FYI.

This story is over 5 years old.

Entertainment

The Real Winners of 'Drag Race' Season Ten

Butterfly conservation charities are sure to see an uptick in donations after the final episode.
Miss Vanjie image via VH1. Other images via Creative Commons

Yes, we all watched Aquaria take home a well-deserved crown last night after doing a pointy boob reveal in a body suit that made her look like one of the spiny koopas from Mario, then an encore where she slayed Jessie J’s “Bang Bang” with some magic sparkles and a few glitter cannons.

She earned that crown with every damn lewk this season and is the real future of drag. But is she the real winner of this season? I think not. Here are the others who might not have taken the crown but walked away from season ten as victors.

Advertisement

Kameron Michaels

Kameron Michaels did not deserve to be in the final four. How many times can she do the splits, drag herself across the floor sexily, stand up, and then repeatedly pat her puss like a veterinarian doing a tick inspection? Apparently a million. She certainly did not belong in the final lip sync melee against Eureka and Aquaria. Even when she made it, all she did was spin out of her dress to reveal another dress underneath. Good job. But we will never be able to take being in the finals away from her. Just like we can never tell Donald Trump he wasn’t president even though he got there under the shadiest of circumstances, we’ll never be able to tell Kameron that she was not a finalist. That, ladies and gentleman, is a victory.

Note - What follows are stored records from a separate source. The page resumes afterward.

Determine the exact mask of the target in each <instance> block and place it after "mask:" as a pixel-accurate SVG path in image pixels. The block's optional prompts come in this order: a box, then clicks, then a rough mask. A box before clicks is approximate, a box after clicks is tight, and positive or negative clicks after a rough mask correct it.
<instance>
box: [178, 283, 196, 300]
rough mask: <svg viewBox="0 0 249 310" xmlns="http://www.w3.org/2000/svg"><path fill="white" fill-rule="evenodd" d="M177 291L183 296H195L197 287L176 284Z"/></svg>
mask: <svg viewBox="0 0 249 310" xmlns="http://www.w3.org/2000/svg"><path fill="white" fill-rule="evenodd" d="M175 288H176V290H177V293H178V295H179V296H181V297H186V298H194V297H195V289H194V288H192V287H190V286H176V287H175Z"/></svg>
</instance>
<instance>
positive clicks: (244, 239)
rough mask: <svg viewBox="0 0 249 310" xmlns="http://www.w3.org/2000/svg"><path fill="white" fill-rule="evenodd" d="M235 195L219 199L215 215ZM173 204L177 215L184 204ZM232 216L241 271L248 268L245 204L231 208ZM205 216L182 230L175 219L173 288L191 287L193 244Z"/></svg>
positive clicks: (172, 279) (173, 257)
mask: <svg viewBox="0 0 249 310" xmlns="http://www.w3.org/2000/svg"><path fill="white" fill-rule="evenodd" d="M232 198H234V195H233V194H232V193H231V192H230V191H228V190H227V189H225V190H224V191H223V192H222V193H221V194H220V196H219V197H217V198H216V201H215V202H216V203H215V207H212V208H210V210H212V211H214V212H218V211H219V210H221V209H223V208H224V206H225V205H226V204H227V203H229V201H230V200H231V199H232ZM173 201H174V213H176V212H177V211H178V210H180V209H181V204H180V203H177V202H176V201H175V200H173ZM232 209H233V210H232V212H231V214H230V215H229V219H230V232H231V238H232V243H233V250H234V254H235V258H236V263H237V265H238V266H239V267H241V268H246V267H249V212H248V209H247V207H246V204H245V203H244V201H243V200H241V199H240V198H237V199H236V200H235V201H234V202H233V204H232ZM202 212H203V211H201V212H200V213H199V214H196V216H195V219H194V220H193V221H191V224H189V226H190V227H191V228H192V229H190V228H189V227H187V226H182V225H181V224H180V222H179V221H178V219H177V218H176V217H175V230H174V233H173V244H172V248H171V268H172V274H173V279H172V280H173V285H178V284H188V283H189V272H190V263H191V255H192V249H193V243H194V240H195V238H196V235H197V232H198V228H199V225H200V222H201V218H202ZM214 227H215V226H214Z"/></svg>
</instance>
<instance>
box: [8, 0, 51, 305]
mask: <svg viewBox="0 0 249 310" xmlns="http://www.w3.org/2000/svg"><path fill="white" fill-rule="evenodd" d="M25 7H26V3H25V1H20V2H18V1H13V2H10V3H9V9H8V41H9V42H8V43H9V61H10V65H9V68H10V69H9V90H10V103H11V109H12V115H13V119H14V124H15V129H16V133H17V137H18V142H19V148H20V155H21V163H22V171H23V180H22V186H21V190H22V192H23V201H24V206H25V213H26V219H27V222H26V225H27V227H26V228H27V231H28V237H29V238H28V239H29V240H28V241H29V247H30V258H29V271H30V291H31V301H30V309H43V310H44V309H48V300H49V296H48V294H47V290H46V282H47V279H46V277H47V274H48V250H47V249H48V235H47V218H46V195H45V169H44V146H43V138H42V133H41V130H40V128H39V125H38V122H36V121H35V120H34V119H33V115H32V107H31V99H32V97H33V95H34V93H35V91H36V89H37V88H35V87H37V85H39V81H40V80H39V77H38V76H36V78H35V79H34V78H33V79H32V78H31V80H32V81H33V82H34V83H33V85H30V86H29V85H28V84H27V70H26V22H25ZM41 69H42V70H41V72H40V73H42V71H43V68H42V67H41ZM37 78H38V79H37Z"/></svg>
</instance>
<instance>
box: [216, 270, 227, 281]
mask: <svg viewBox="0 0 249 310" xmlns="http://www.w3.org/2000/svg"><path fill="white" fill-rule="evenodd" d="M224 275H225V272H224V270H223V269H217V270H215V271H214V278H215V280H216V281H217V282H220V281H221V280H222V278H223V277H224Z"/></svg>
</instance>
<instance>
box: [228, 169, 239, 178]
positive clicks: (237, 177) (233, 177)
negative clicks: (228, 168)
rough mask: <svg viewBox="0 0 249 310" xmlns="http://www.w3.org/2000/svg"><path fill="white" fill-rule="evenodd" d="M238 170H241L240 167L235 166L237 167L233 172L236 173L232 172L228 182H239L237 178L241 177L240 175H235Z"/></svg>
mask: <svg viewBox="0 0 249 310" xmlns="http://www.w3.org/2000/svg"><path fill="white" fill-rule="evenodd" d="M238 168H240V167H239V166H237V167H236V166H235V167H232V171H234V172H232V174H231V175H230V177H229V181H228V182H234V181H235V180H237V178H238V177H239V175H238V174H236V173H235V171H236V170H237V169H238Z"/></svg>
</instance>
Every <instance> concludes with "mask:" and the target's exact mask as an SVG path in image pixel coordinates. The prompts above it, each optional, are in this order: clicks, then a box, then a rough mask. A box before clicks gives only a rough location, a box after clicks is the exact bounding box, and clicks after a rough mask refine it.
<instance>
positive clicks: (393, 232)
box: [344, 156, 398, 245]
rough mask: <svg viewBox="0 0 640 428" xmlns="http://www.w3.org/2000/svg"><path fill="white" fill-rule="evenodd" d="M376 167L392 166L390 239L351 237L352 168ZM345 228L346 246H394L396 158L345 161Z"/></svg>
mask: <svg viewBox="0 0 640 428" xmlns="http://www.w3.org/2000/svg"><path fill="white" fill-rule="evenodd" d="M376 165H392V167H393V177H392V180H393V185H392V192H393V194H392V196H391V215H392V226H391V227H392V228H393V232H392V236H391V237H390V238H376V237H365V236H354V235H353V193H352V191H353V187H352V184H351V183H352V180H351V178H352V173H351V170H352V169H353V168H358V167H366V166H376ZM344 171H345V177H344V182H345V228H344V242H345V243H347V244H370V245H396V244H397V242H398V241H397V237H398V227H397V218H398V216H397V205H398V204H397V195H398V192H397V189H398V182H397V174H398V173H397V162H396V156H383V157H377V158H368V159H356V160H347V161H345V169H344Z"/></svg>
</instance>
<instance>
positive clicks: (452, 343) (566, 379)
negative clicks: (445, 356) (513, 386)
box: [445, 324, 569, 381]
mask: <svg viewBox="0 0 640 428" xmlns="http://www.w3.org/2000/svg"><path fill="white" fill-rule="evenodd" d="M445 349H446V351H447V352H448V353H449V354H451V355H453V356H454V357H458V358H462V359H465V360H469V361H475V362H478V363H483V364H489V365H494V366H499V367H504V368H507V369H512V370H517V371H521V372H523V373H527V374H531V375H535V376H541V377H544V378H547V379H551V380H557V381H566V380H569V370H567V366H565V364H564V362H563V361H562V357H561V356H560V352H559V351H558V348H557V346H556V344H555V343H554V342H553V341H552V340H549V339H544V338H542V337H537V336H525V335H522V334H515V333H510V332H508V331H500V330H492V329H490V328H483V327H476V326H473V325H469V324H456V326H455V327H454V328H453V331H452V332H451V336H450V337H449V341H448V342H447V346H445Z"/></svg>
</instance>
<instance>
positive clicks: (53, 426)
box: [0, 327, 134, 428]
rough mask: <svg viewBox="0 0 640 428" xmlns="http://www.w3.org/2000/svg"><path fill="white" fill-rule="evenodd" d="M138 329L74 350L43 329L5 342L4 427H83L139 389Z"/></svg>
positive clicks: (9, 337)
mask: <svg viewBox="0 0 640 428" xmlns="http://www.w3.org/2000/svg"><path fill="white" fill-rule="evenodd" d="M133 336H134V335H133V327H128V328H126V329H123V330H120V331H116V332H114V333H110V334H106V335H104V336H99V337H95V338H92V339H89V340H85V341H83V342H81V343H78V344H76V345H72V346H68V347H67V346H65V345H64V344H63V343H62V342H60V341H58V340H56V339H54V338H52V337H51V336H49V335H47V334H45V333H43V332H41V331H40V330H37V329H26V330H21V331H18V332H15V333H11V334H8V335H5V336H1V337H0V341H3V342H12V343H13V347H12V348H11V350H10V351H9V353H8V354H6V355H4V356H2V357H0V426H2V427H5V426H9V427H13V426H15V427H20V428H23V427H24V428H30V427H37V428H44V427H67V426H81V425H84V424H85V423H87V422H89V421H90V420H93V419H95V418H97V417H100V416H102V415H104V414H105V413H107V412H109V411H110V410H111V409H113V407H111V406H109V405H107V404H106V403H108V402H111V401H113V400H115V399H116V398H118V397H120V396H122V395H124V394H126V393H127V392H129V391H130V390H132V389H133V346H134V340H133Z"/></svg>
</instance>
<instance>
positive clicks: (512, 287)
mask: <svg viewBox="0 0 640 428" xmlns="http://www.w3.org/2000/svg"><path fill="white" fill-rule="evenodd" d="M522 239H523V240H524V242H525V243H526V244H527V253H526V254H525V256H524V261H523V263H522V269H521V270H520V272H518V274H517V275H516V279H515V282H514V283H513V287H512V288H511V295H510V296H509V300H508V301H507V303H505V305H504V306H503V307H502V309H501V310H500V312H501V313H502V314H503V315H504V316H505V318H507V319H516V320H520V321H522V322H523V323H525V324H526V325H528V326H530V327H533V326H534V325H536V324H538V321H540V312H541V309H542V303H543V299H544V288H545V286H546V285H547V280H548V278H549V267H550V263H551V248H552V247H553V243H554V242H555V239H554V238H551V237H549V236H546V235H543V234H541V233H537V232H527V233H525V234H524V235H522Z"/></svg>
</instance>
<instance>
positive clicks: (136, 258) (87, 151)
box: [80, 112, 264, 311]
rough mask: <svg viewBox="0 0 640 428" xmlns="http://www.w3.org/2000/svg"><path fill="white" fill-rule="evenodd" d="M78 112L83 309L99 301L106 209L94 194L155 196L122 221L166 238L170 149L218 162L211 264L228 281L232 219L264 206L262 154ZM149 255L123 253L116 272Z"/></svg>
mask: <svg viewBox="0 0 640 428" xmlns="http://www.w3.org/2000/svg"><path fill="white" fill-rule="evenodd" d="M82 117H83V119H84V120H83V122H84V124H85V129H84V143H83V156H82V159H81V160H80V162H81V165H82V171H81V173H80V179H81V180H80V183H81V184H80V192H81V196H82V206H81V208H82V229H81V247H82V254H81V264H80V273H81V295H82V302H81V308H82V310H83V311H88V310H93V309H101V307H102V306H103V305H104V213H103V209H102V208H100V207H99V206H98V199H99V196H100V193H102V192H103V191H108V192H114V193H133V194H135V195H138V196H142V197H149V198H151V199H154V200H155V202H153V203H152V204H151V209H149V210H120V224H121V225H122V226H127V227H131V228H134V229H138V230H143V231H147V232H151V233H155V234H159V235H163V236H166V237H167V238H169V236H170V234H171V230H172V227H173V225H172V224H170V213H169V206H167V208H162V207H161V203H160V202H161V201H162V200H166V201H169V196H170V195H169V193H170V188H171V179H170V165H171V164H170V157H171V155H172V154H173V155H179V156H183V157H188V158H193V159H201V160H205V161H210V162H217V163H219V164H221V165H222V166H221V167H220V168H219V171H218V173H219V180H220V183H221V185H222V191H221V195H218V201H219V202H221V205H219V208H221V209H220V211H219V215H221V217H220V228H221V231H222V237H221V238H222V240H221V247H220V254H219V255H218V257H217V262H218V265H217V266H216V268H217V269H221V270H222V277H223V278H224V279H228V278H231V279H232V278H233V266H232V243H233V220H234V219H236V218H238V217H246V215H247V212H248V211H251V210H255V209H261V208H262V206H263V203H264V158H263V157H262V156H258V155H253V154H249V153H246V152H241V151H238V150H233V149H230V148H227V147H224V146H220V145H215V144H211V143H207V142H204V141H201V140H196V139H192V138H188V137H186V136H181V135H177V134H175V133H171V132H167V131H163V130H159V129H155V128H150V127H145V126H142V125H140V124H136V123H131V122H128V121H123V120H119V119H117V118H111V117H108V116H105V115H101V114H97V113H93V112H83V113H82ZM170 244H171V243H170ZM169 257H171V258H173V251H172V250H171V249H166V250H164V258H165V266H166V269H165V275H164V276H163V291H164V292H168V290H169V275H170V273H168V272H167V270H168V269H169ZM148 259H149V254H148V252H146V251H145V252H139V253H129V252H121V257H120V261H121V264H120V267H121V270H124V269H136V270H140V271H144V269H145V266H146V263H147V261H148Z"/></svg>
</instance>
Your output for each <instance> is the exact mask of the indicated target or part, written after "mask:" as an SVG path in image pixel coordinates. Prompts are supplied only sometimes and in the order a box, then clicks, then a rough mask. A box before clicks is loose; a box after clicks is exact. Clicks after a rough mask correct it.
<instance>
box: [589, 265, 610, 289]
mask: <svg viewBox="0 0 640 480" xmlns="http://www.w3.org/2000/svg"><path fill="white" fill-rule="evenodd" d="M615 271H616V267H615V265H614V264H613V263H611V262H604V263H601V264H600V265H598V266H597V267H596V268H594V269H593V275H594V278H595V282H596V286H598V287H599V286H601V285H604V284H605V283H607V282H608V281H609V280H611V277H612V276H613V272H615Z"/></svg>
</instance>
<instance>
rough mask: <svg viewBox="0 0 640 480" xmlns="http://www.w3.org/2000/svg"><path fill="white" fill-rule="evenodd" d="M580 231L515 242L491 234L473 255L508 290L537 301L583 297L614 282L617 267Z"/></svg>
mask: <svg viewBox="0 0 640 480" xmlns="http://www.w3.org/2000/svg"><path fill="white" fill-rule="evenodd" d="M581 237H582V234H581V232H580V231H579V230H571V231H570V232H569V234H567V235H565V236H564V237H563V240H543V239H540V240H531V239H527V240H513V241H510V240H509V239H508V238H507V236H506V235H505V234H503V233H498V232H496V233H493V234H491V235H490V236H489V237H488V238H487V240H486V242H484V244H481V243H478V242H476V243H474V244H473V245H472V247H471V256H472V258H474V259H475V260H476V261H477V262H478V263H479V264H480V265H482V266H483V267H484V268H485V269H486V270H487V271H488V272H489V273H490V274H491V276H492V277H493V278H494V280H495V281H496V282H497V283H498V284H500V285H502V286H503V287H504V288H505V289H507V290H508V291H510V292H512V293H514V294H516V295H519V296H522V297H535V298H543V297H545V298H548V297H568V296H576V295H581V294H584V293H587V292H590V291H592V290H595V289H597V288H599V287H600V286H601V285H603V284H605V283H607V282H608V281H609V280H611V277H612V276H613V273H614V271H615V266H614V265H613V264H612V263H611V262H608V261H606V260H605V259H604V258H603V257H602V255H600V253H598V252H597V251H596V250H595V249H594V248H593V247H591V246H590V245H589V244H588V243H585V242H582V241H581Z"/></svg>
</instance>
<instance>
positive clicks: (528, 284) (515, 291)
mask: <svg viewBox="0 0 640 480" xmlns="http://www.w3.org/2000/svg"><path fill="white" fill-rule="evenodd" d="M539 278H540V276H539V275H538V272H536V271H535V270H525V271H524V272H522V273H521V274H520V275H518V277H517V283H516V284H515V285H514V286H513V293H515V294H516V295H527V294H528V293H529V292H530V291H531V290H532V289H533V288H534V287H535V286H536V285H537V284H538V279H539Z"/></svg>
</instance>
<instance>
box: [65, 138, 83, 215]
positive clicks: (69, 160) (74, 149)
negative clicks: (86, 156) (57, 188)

Butterfly Conservationists

After seeing what Asia O’Hara did to some poor live butterflies during her first performance, organizations that look after the care and migration of assorted butterfly species should see a sharp rise in donations. During her lip sync against Kameron you could tell she was trying to pull a stunt that didn’t quite come off. Presumably, she'd planned to open her boobs and have butterflies come out, but instead they just dropped plopped to the stage, like Oogie Boogie at the end of The Nightmare Before Christmas. Then she had gross saggy boobs to lip sync with the whole time.

Miss Vanjie

Indisputably no one has been made more famous this season than Vanessa Vanjie Mateo, who turned one episode on this show into an international cultural moment. She is by far the most recognizable of the queens this season, and the crowd gave her a huge standing ovation when she was introduced at the finale. She'll probably be back for season 11, but let’s see if she can turn being a meme into a career. Maybe she can call up Keyboard Cat and Damn Daniel for some advice.


Advertisement

Watch:


Discussions About Race

Say what you want about The Vixen, but she got all of these queens talking about race, both at large and in the drag community. Last season Kennedy Davenport lamented that the lines at her meet and greets aren’t as long as the white queens, but this season The Vixen took it to the next level. When arguing with Aquaria and Eureka, right or wrong, she spotlighted how people of color are treated differently in this country, sometimes unconsciously. While RuPaul’s “we were all rooting for you” moment at the reunion was more about how to deal with anger, Ru facing off against Asia was about how black queens should deal with the added pressures they face. Thanks to The Vixen—who raised a black power fist at the finale—many people may now be a little bit more clued in as to how race affects everything in this country, even reality television competitions.

Lena Dunham

There have been a lot of super fans as judges during the ten seasons of this show, but none was more insightful, hilarious, or engaged as the Girls star. She even went back to chill with the queens during Untucked. When Christina Aguilera did it in the first episode, it was to let the queens adore her. But Lena went backstage because she wanted to meet these people and learn all about them. Give this girl a post Drag Race talk show already.

The Mini Challenges

One of the few good things about this show going to a 90-minute format is that each week we got to see a mini challenge as well as the full runway action. These were usually when the queens reminded us that this was created as a camp parody and still is. Whether the game was sitting on things to identify them, dressing up as straight dudes, or decorating pancakes (yes, even decorating pancakes) these were always a respite from a competition that some are starting to take a little bit too seriously.

Aquaria’s Eyebrows

I have never seen a more superior feat of structural engineering in my life.

Sasha Velour

Sasha’s roses wig lip sync is still one of the top moments of the series and, this season, no one was able to top it. Asia and Aquaria tried, but neither has the command of performance theory (or the ability to execute it) like Sasha. Then she sashayed out dressed as a glitter alien Eve complete with a ruby snake and a bedazzled apple and reminded us all why she was crowned queen in the first place.

RuPaul

The celebration of the ten years of Drag Race wasn’t so much about the show as it was about its host. The queens from season one and season ten lip synced to a medley of her dance songs that we all somehow know all the words to even if we never once consciously listened to any of them. The biggest reception of the night, even bigger than Miss Vanjie’s, was the one for RuPaul herself. She even got a benediction from Oprah Winfrey, the secular goddess herself. It’s just a reminder that we tuned in to crown a new queen for the season, but no one will ever be bigger than Ru.